Dans le monde marin, les animaux à mètis sont des pièges vivants, ainsi la torpille qui, en dépit de son apparence flasque est capable de vous foudroyer. Ou encore ce rocher qui n’en est pas un puisque c’est un poulpe dont sa technique lui permet de se confondre avec les rochers, tel un caméléon des mers. Et si, une fois démasqué, vous croyez l’attraper, c’est un jet d’encre qui vous fait perdre vos repères et votre proie.

Rien d’étonnant à ce que la mètis soit une intelligence qui s’exprime dans des situation de compétition, de guerre ou de chasse. Dans ces situations ou la science des immuables et de la vérité n’a plus prise. On est ici au cœur de l’action, du vivant et du devenir.

Comment Google, qui vient de fêter ses dix ans, a su ainsi s’imposer dans cet environnement sans repères qu’est le web ? Comment cette jeune société arrive-t-elle à faire vaciller les plus puissantes industries du 20° siècle ?

Assurément car elle su faire preuve de mètis pour tisser sa propre toile et constituer ses « pièges à données » et à utilisateurs en collant aux principes du web et de ses liens pour lier en retour les pratiques d’accès autour de l’index de son moteur de recherche. De mètis également, pour dissimuler l’ampleur de ses investissements dans les infrastructures pendant plusieurs années, multiplier les services jusqu’à donner le tournis à la concurrence. De mètis encore, pour mettre en place un business model innovant qui lui assure un revenu que ne peuvent tarir ses concurrents sans se cannibaliser eux mêmes.

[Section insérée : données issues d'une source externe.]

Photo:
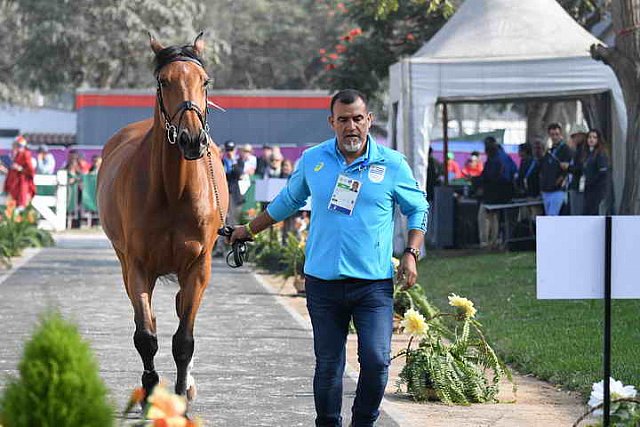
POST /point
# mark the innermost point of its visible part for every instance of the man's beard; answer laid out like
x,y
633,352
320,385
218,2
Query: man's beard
x,y
352,145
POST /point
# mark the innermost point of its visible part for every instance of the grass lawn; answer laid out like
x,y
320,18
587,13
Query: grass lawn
x,y
557,341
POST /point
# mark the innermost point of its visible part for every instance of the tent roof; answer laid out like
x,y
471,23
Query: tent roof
x,y
499,30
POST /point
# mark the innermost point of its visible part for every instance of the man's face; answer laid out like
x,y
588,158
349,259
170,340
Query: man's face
x,y
555,135
351,123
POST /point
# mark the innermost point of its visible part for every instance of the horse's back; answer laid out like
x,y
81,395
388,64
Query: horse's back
x,y
116,156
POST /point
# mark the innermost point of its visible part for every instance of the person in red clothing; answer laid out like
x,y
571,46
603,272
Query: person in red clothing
x,y
473,166
19,184
453,168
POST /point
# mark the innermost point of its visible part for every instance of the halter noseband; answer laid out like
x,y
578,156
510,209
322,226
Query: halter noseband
x,y
172,130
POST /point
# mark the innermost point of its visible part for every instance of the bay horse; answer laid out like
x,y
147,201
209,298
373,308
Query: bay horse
x,y
162,195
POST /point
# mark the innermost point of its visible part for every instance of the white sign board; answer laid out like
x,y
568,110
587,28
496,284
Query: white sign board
x,y
570,257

Google lie et encercle, elle est partout où le web est, elle prend de vitesse et semble avoir toujours un coup d’avance tel Prométhée, personnage à mètis capable d’anticiper de qui va arriver, faculté en vertu de laquelle Zeus lui demanda de faire le partage et la répartition des facultés parmi les vivants. La polymorphie des ruses de Google ainsi que son intelligence pratique du web n’a d’égal que la multiplicité de ses services et de ses initiatives dont la multiplicité changeante, chatoyante et bariolée, nous aveugle et nous empêche toujours de voir ce qu’il y a de plus important, ce qui se passe vraiment. « A quoi joue Google ? » se demande-t-on a chaque mise en place d’un nouveau service, alimentant un flot intarissable de commentaires et de gloses dans le web participatif.

A présent Google est devenue un des principaux tekmar (repère) du web : une boussole, une étoile, un phare pour nous guider sur l’océan-web, et va même jusqu’à proposer le gouvernail de nos embarcations avec la sortie de son navigateur Chrome.

Dans la Théogonie d’Hésiode, l’Océanide Mètis ( fille d’Océan et de Thétys) était le nom de la première épouse de Zeus que le dieu des dieux s’empressa d’avaler comme pour s’approprier et faire siennes toutes les ruses de l’intelligence, afin de déjouer par avance tous les complots. En ce sens Zeus a réussi son coup car, contrairement à Ouranos son grand-père et à Cronos son père, il a stoppé le renouvellement monarchique des dieux : il est celui qui gouverne à jamais, sans succession. Si Olivier Ertzscheid a récemment comparé Google à Cronos qui dévorait ses enfants de peur d’en voir un lui succéder, c’est pourtant du côté de Zeus qu’il faut regarder en tant que divinité la plus rusée, puisant sa mètis de Mètis en son ventre. Google n’est pas la figure gloutonne de Cronos qui dévore tous ses enfants, il a plutôt la figure de Zeus qui ne dévore qu’un dieu, Mètis, pour mieux régner sur les autres.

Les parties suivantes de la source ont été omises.